Essential Evaluation
A well-appearing, hydrated child with normal examination findings and adequate recent weight gain may not require emergency department testing beyond ensuring appropriate follow-up. Children with distress, dehydration, respiratory compromise, or poor growth require further evaluation.
Diagnostic Studies And Interpretation
Initial laboratory evaluation in children with failure to thrive or malnutrition may include complete blood count, urinalysis, electrolytes, BUN, glucose, ESR or CRP, thyroid function tests, liver function tests, total protein, and albumin. Blood, urine, and cerebrospinal fluid cultures are indicated if infection is suspected. Metabolic testing may include serum ammonia and urine organic acids. Imaging may include chest radiograph for cardiopulmonary disease, ECG for suspected cardiac pathology, and ultrasound or advanced imaging as indicated. Videofluoroscopic or fiberoptic swallowing studies may be required. MRI is indicated when brainstem or spinal pathology is suspected. Multidisciplinary evaluation involving speech therapy, pediatrics, and otolaryngology is often necessary.
Differential Diagnosis
Feeding disorders represent a final common pathway for numerous conditions. Prolonged feeding with fatigue suggests cardiac disease. Recurrent pneumonias suggest chronic aspiration. Stridor during feeds raises concern for airway anomalies. Poor suck–swallow–breathing coordination suggests nasal obstruction or choanal atresia. Vomiting, diarrhea, abdominal pain, or colic may indicate allergy or gastroesophageal reflux.
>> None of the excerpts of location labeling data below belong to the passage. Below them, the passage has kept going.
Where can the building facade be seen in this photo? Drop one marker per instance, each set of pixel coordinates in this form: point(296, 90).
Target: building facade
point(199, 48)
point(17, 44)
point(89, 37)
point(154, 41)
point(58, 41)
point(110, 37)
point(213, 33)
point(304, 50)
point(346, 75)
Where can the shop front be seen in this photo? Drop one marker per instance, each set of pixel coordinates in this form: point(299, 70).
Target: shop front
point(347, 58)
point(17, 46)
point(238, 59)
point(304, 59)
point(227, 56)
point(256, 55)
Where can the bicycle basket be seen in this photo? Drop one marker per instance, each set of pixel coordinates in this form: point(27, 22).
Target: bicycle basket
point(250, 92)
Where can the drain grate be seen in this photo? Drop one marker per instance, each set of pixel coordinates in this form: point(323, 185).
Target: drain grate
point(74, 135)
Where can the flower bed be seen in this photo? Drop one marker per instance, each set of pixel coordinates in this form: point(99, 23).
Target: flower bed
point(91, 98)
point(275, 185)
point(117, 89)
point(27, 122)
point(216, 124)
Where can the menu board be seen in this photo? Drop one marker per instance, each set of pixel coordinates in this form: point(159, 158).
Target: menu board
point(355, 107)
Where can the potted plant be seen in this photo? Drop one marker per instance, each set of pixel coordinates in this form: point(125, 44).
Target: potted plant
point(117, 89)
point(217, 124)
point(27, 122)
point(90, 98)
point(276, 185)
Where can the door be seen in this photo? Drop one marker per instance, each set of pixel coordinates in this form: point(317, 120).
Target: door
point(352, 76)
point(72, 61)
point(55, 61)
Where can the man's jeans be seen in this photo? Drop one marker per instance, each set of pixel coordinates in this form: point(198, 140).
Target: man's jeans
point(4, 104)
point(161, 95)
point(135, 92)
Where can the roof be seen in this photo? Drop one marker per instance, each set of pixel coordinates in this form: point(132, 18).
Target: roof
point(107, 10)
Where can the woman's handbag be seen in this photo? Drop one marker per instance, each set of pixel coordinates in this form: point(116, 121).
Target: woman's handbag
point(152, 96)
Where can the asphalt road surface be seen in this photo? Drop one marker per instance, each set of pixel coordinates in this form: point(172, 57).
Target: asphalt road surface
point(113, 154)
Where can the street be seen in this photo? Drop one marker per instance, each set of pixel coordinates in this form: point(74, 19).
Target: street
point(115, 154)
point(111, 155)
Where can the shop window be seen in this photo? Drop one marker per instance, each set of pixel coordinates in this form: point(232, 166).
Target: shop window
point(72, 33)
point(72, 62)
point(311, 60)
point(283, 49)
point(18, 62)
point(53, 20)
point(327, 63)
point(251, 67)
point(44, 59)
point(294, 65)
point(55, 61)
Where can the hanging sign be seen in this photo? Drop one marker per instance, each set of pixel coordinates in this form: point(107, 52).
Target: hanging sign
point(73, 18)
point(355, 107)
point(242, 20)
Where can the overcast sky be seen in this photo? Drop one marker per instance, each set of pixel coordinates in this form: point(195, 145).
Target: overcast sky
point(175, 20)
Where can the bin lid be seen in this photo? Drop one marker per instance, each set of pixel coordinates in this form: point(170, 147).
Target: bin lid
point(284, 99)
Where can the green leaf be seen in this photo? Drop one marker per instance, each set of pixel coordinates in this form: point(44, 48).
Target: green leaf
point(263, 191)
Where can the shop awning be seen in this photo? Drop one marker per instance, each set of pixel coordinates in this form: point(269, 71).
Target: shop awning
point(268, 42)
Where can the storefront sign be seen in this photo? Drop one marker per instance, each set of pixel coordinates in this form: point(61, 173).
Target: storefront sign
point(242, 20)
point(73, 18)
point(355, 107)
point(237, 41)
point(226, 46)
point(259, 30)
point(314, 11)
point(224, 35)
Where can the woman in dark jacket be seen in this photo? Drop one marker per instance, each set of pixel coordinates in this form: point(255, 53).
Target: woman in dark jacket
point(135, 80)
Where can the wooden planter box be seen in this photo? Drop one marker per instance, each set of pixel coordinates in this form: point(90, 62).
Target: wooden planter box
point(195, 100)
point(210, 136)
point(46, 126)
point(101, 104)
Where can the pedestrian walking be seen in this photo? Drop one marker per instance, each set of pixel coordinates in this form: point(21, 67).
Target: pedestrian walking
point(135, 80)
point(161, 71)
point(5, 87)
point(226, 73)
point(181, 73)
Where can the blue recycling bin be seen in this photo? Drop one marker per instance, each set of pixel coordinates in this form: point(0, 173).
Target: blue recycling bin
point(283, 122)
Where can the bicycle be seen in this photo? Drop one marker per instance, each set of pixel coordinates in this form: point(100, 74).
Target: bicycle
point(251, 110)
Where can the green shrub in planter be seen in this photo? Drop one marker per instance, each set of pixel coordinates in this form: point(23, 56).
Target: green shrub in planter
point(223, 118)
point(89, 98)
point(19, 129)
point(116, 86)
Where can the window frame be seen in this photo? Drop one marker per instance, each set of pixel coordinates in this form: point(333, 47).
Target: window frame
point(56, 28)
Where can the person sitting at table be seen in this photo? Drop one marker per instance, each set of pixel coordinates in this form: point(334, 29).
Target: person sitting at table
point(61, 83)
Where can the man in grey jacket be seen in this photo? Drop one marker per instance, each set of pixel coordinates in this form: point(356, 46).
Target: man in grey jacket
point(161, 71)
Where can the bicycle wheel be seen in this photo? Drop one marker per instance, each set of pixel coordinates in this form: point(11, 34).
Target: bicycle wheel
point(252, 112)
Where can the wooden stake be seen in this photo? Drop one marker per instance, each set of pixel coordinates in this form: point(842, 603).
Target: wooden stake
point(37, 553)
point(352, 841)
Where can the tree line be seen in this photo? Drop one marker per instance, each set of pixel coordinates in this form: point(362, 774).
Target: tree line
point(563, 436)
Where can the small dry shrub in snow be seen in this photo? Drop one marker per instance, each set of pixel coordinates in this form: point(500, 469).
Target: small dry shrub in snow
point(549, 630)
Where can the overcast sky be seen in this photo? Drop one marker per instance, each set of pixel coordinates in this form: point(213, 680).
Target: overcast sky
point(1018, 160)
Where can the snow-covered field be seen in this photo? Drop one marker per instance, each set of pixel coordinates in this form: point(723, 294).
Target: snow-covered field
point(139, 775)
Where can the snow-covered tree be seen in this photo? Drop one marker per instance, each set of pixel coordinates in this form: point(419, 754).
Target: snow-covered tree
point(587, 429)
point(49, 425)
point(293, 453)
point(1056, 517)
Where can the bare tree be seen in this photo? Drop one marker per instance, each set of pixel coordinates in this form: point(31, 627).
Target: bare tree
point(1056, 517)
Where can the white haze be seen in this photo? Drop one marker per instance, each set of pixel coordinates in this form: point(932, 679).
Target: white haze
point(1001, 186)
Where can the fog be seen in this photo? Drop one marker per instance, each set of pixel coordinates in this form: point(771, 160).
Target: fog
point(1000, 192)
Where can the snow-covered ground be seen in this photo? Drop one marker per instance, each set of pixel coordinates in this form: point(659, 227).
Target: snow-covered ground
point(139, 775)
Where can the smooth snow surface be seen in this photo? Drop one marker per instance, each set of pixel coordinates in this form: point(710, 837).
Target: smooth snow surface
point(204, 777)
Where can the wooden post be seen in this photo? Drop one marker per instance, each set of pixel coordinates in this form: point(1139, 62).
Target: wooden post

Management And Initial Therapy
Initial management includes assessment of airway, breathing, circulation, hydration status, and glucose. Cardiopulmonary and fluid resuscitation are provided as needed. Hypoglycemia should be promptly identified and treated. Certain inborn errors of metabolism may cause severe hypoglycemia with feeding interruption and require immediate intravenous dextrose. Bilious vomiting in infants raises concern for malrotation with volvulus and mandates emergent surgical consultation.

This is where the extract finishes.